Nach Erdbeben in Venezuela: Experte erklärt die seismische Lage Paraguays

Asunción: Während die Bilder des schweren Erdbebens in Venezuela um die Welt gehen und in der gesamten Region Besorgnis auslösen, stellen sich viele Paraguayer dieselbe Frage: „Was, wenn so etwas hier passiert?“ Die Antwort eines paraguayischen Seismologen bringt eine gewisse Beruhigung.

Der Geologe Diego López erklärte, dass es sich bei dem Phänomen in Venezuela, das die größten Schäden verursachte, um zwei seismische Ereignisse der Stärken 7,2 und 7,5 handelte, die nur 39 Sekunden auseinanderlagen. Die Erschütterung wurde durch die seitliche Verschiebung der Karibischen Platte gegenüber der Südamerikanischen Platte verursacht – eine Zone mit ständiger tektonischer Aktivität.

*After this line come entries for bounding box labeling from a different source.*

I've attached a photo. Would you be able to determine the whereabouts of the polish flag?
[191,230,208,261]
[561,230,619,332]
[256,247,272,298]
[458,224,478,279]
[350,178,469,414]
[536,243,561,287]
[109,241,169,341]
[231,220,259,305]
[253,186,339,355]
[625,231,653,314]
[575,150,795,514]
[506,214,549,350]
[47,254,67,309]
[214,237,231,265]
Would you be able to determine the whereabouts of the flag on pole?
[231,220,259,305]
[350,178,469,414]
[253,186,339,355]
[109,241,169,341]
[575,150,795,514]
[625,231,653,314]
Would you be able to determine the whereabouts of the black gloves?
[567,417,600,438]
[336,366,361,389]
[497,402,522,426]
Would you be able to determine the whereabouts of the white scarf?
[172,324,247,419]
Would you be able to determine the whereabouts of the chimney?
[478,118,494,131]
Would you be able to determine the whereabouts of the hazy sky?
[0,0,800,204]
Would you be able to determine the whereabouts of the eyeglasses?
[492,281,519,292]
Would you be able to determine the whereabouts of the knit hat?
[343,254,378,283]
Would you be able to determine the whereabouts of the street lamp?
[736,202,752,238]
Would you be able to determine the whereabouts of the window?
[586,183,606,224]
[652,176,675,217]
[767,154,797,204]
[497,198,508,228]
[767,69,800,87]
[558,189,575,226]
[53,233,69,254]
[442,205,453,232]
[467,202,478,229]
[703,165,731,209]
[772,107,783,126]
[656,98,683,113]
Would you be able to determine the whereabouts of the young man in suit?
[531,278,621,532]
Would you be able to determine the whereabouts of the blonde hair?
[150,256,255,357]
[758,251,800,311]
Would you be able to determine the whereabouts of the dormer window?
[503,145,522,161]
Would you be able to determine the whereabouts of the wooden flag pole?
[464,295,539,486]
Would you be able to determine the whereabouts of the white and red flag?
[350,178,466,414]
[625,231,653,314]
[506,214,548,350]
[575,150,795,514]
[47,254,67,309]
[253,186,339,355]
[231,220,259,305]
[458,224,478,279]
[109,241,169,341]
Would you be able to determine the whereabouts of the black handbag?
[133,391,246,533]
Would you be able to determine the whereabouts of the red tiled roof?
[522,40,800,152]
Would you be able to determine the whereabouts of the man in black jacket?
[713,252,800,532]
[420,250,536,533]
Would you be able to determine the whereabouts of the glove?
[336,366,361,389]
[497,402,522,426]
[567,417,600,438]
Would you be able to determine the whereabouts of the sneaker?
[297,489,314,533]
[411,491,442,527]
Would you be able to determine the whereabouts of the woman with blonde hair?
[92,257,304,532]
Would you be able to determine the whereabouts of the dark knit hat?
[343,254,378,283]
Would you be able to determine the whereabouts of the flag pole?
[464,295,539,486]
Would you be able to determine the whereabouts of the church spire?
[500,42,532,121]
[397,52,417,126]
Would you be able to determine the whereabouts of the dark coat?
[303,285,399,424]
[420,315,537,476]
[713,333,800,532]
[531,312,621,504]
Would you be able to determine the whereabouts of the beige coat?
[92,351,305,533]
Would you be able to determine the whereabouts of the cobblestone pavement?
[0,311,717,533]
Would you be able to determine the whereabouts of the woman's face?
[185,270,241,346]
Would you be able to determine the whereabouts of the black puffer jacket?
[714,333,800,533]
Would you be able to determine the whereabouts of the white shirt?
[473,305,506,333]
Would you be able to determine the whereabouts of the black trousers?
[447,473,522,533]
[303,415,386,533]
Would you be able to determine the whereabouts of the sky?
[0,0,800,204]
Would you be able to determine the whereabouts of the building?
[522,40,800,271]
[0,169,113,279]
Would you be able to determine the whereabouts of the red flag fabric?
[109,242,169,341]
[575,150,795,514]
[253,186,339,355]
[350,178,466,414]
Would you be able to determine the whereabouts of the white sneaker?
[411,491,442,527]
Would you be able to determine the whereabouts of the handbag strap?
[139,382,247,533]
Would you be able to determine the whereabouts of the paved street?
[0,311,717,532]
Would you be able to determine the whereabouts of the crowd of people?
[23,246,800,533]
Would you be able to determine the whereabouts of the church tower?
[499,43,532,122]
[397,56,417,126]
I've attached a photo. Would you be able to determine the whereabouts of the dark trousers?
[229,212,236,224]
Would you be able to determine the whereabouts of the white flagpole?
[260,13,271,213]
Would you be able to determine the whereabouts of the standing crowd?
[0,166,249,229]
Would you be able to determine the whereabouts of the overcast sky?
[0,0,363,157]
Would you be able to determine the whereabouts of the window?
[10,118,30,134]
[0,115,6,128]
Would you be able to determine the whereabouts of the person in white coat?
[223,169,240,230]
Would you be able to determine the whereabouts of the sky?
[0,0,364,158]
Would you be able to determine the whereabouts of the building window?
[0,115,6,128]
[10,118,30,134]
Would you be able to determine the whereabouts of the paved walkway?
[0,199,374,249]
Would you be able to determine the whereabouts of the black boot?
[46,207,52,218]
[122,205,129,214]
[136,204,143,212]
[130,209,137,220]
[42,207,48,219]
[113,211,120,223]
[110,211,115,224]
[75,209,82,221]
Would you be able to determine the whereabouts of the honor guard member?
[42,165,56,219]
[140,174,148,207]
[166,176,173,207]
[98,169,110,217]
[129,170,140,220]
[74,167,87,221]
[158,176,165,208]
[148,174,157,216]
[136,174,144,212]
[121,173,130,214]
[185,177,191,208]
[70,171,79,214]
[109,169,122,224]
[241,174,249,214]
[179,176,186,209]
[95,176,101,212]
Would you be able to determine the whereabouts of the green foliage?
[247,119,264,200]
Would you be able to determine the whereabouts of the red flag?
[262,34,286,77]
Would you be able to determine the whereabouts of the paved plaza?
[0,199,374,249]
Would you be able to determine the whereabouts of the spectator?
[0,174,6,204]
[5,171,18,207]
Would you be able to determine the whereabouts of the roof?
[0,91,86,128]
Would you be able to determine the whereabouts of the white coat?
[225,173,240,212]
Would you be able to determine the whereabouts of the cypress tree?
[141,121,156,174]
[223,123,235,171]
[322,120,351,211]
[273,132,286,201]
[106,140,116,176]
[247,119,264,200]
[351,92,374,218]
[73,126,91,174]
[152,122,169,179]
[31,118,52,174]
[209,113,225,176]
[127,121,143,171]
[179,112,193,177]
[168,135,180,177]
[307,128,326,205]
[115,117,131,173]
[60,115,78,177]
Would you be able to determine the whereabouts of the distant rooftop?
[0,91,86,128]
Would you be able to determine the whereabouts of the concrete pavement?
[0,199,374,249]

„Im Fall von Paraguay sieht die Lage ganz anders aus. Unser Territorium weist eine geringe bis moderate seismische Aktivität auf, da wir uns mitten im Zentrum der Südamerikanischen Platte befinden, weit entfernt von den Plattengrenzen, an denen die tektonischen Platten kollidieren, die für die zerstörerischsten Erdbeben verantwortlich sind“, so der Experte. Er erinnerte daran, dass eine der bedeutendsten seismischen Aufzeichnungen im Land aus dem Jahr 1989 stammt (Magnitude 5,6). Das für die Bevölkerung spürbarste Ereignis ereignete sich 1982, als ein Beben der Stärke 5,2 mit Epizentrum im Bajo Chaco sogar in Asunción wahrgenommen wurde.

Besteht die Möglichkeit, dass Paraguay ein Erdbeben von großem Ausmaß erlebt? Hierzu betonte López erneut: „Unser Land hat eine geringe bis moderate Seismizität, da wir weit entfernt von den Grenzen tektonisch aktiver Platten liegen.“

Das paraguayische Labor ist Teil eines weltweiten Messnetzes aus über 300 Messstationen, dem International Monitoring System (IMS). „Unser Land registriert alles auf globaler Ebene“, sagte er.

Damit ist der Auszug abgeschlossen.